Background information
- Born: December 29, 1956 (age 69)
- Origin: Beersheba, Israel
- Genres: Pop rock, Rock Jazz
- Instrument: Guitar
- Years active: 1975–present
- Labels: Helicon NMC Music

= Yehudit Ravitz =

Israeli musical artist

Yehudit Ravitz (יהודית רביץ /he/; born December 29, 1956) is an Israeli singer-songwriter, composer, arranger, and music producer. Active since the 1970s, she is considered one of the prominent figures in Israeli popular music.

==Music career==
Ravitz was born in Beersheba. She was accepted into the military entertainment troupe of the Israeli Combat Engineering Corps, where she was recruited by Ehud Manor. During her military service, she joined the Israeli rock group Sheshet.

In 1977, Ravitz performed the song Slichot (Foregivenesses), a musical setting of a poem by Leah Goldberg, at the Israel Song Festival. The song placed seventh in the competition and was ranked number one on Kol Yisrael's Israeli Annual Hebrew Song Chart that year. Following this success, Ravitz left Sheshet and began her solo career. That same year, she participated in the ensemble of the musical project Eretz Tropit Yafa (A Beautiful Tropical Land), a Hebrew-language adaptation of Brazilian music produced by Matti Caspi, along with Caspi, Corinne Allal, Yurik Ben-David, Cilla Dagan, and The Parvarim.

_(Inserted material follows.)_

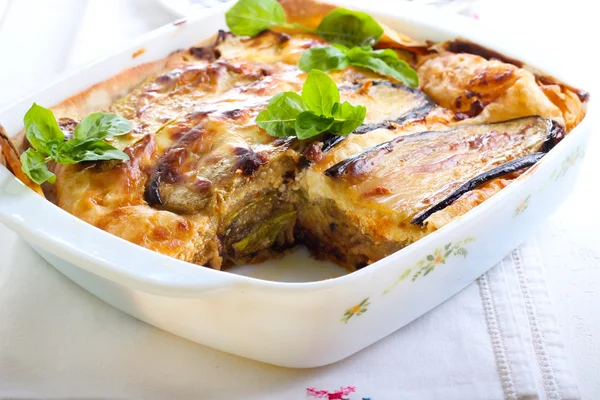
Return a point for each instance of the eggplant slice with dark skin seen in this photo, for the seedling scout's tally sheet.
(421, 173)
(504, 169)
(395, 105)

In 1978, Ravitz joined Gidi Gov, Yoni Rechter, and David Broza in recording The Sixteenth Sheep, an album of children's songs written by Yehonatan Geffen. The album has remained popular in Israel since its release.

In 1987, she released the rock album Ba'a MeAhava (Coming from Love). In 1989, she produced Corinne Allal's album Antarctica, which achieved commercial success. In 1992, Ravitz co-produced the song Yad Anuga (Gentle Hand) by David D'Or.

In 1994, she took part in the jazz concert Jazz, Film, and Videotape, which featured jazz arrangements of her songs. In 1995, she collaborated with Esther Ofarim in a live performance that was later released on DVD, including a duet of Cinderella Rockefella. In 1997, she released the album Eizo Min Yalda (What Kind of Girl).

On July 3, 2008, Ravitz performed at the Caesarea Amphitheatre for the first time in ten years. The concert followed her appearance as a "model musician" on the reality show Kokhav Nolad. Additional performances were scheduled after tickets sold out quickly.

In 2010, Ravitz released Shirim MeHaBayit (Songs from Home), an album consisting of interpretations of classic Israeli songs.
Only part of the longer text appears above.